Lily laughed, soggily. “Oh, stress? Abandonment issues?”
“Stop being a smart-ass,” Edie scolded and gave her a hug that set Lily off again. Then Sveti lunged in. The girl felt as delicate as a baby bird, but her grip was strong. “She wants you to know she’s watching over you. That she loves you,” Sveti whispered. “I am so happy for you.”
Then it was Liv’s turn, with Eamon squirming in between them, grabbing Lily’s hair and trying to climb it, ouch. More hugs. More tears.
It was a long time before Lily could wipe her face and look at the drawing again. With wonder, fear. Something approaching holy awe.
For some reason, it made her heart lighter. Reminded her of a feeling she hadn’t felt since she was young. Breathless wonder.

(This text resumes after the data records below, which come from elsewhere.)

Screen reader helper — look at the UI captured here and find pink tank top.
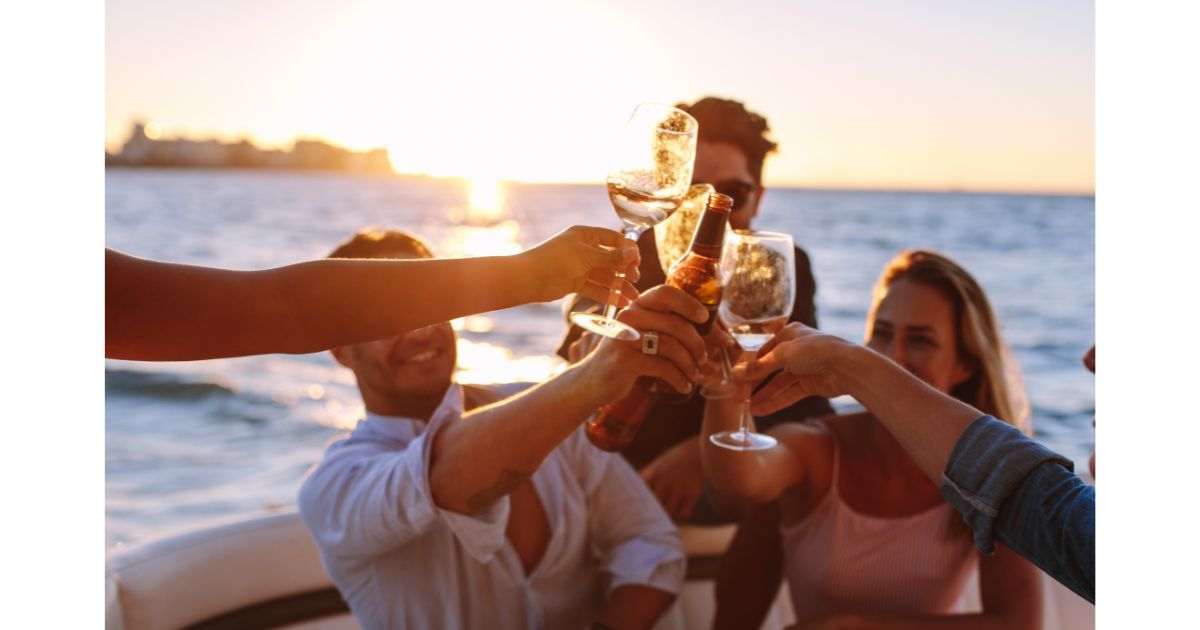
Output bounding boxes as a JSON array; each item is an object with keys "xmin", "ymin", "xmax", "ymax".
[{"xmin": 781, "ymin": 429, "xmax": 979, "ymax": 622}]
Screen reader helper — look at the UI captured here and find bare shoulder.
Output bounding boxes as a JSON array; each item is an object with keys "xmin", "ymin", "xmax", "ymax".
[{"xmin": 767, "ymin": 415, "xmax": 839, "ymax": 461}]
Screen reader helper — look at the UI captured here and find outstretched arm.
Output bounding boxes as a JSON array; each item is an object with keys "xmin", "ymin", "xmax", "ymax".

Tam tilted her chin up and smiled into her eyes. “I’m glad it turned out well for you,” she said. She pated her belly. “Time to feed the fetus. Val said something about osso buco, right? And something tells me that you nonpregnant ladies could all use a glass of red wine.”
Lily let out a watery giggle. “I can’t think about food right now.”
“You will when you smell it, trust me,” Liv informed her.
Edie draped her arm over Lily’s shoulders. They trooped out into the corridor, Lily clutching Edie’s sketchbook. “I feel like I’ve just seen pink and purple for the first time,” Lily told her. “Can I keep it?”
“Oh, God, yes,” Edie said. “It’s yours. Just let me spray some fixative on it so it won’t smear. We’ll get it framed for you, if you like.”
“I would like,” she said, tears welling. “I’ll treasure it forever.”
The other women exchanged delighted glances.
“Well, now,” Liv said softly. “Listen to that. Excellent.”
“To what?” Lily glanced around at them, bewildered.
“Talking about forever,” Edie said. “That’s a very good sign.”
“Forever is a long time,” Tam said, smiling. “Long enough for children, grandchildren, great-grandchildren.”
“They’ll pass that picture down through the generations,” Liv said. “They’ll tell the story of their ancestress, contacting her mother across the void between life and death, and invoking her protection.”
Fanciful, but she liked the sound of it. The feeling inside her was so strange. It took a while to pin a name to it. She couldn’t be sure.
But maybe it was hope.
24
The coffee was stone cold, and so was he. Bruno spat out the bitter liquid, wiped his mouth. He could hear it on the airwaves, the other men si
lently wondering how to break it to him about the point of diminishing returns. He took a bite of the peanut butter and chocolate–flavored energy bar, but the lump of soy protein and corn syrup just sat there in his mouth, dry and inert. He was too damn tired to chew.
He stared down at the unbeautiful fruits of their labors. Three skeletons, laid on a tarp, their bones more or less in order, since Kev of course knew the position of every bone in the human skeleton, of which there were hundreds. Kev also had some sixth sense that allowed him to distinguish a muddy, rodent-gnawed metatarsal from a twig or a rock. The fingers on the corpses’ right hands, of course, were not there. Tony had chopped them off, sent them to the Ranieris. Clothes had long since rotted away. They’d searched the earth around each torso, combing through every pebble, every grain of sand. No locket.